7. Know the Difference: Leading vs. Kerning vs. Tracking

In typography, leading, kerning, and tracking are the three ways to adjust the space between letters. 

While kerning and leading are easier to differentiate, kerning and tracking are often confused with each other. 

Knowing the difference between the three is essential for any designer working with text.

Leading refers to the adjustment of the vertical space between two lines of text. The name comes from the time when pieces of lead were used to separate lines when working with the printing press and is therefore pronounced ledding.

The leading distance is measured from baseline to baseline and needs to take into consideration special features of certain letters, such as ascenders and descenders. 

Usually, this distance should be about 20% bigger than the font size, but it varies with style.

Tracking defines the horizontal distance between the letters in a text. But instead of adjusting the distance between two individual letters, like kerning, tracking increases or decreases the space between all the letters uniformly.

Negative letter tracking can make more characters fit into a certain space, but overdoing it can cause these characters to overlap, making the text illegible. 

Positive letter tracking can help you fill a certain space and makes the words seem airier.

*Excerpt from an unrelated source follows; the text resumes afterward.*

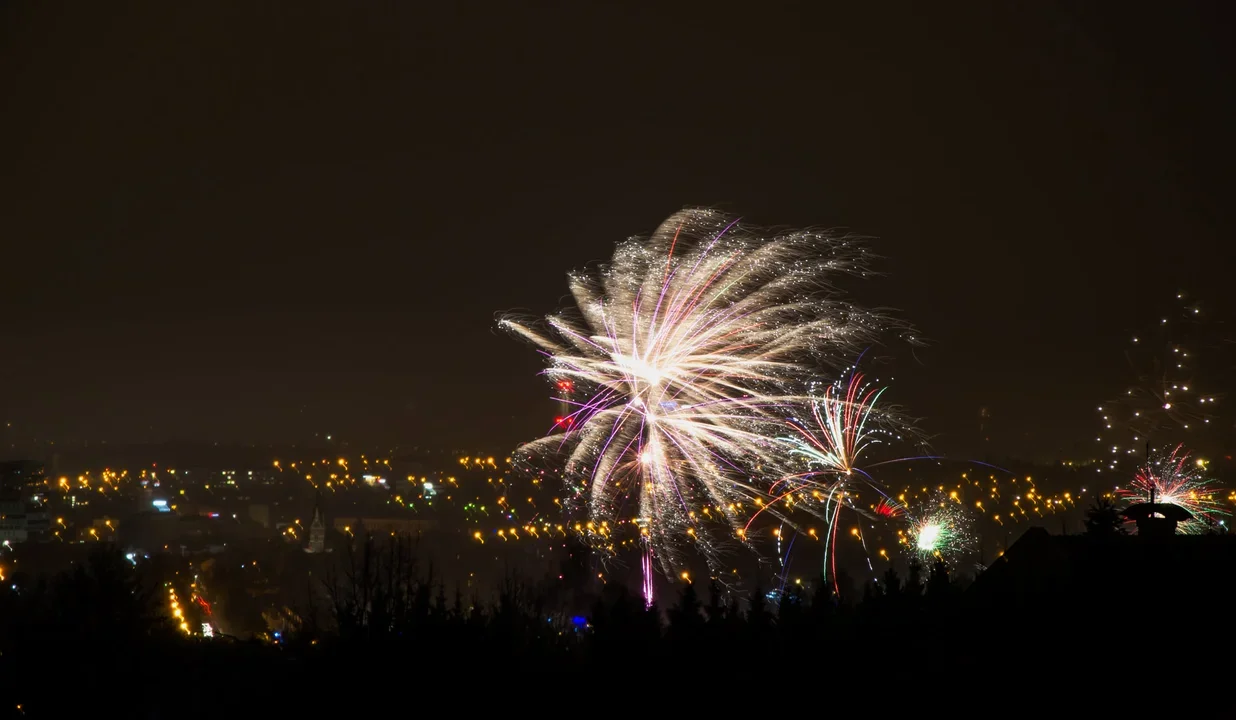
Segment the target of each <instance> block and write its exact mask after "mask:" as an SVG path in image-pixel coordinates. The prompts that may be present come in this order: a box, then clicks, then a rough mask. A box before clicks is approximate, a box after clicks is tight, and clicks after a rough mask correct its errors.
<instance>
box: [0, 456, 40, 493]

However, too much of this makes the spaces between words hard to discern.

Like with changing the size of your design, it’s best to take care of leading and tracking before kerning, so you won’t have to do it twice. 

8. Kern Manually—Don’t Let the Software Do It for You

Graphic design programs usually come with two auto-kerning options: Metrics (or Auto) and Optical. 

In Photoshop, InDesign, or Illustrator, you can find these included in the Kerning dropdown in the Character panel.

The Metrics setting uses the font’s built-in kern pairs, spacing the letters as the font designer specified in the font file. Many suggest using this option rather than Optical, especially when working with professional fonts.

The Optical setting overrides the built-in kern tables and adjusts the spacing between adjacent letters based on their shapes, using an algorithm.

Optical can also be used to automatically kern text that includes different typefaces.

However, any of these two options can still leave you with oddly-spaced letters. 

The human eye can be extremely reliable when it comes to kerning. Additionally, manual kerning gives you the most control. 

You can definitely see the difference when you overlay the results of these three kerning methods.

9. Kerning for Web Designers Does Exist

If before, kerning text was considered a matter of static design, once the internet gained popularity, web designers needed to kern too.

The CSS kerning property, font-kerning, controls whether or not the kerning parameters built in a font will be used or not. 

There are three values for it:

  • Font-kerning—auto. This is the default, where the browser determines whether kerning is applied or not.
  • Font-kerning—normal. Font kerning is applied.
  • Font-kerning—none. Font kerning is not applied.

Also, the plugin Kerning.js gives you more kerning options, such as setting a custom distance between a specific kern pair.

Controlling kerning for websites is still more difficult than for static design, but progress is being made towards a more visual approach to it.

10. Practice Makes Perfect

Like with most things, the key to mastering kerning is practice.

When going about your day, pay attention to logos, banners, magazine headlines, posters, street name signs, etc. 

You can train your eye to recognize bad kerning, but beware—it’s as much a blessing as it is a curse.

Image source

Conclusion

If you’re looking for something more hands-on, try this fun kerning game, called Kerntype

You are given ten words to kern. The first and last letters are stuck in place, so you can only move the other letters. 

Once done, you can compare each of your answers to those of a master typographer and see how well you’ve done.

Last but not least, use our tips to practice kerning on your own designs, and you’ll get the hang of it in no time.

We hope you now get a better understanding of what is kerning and how to apply it efficiently. Good luck!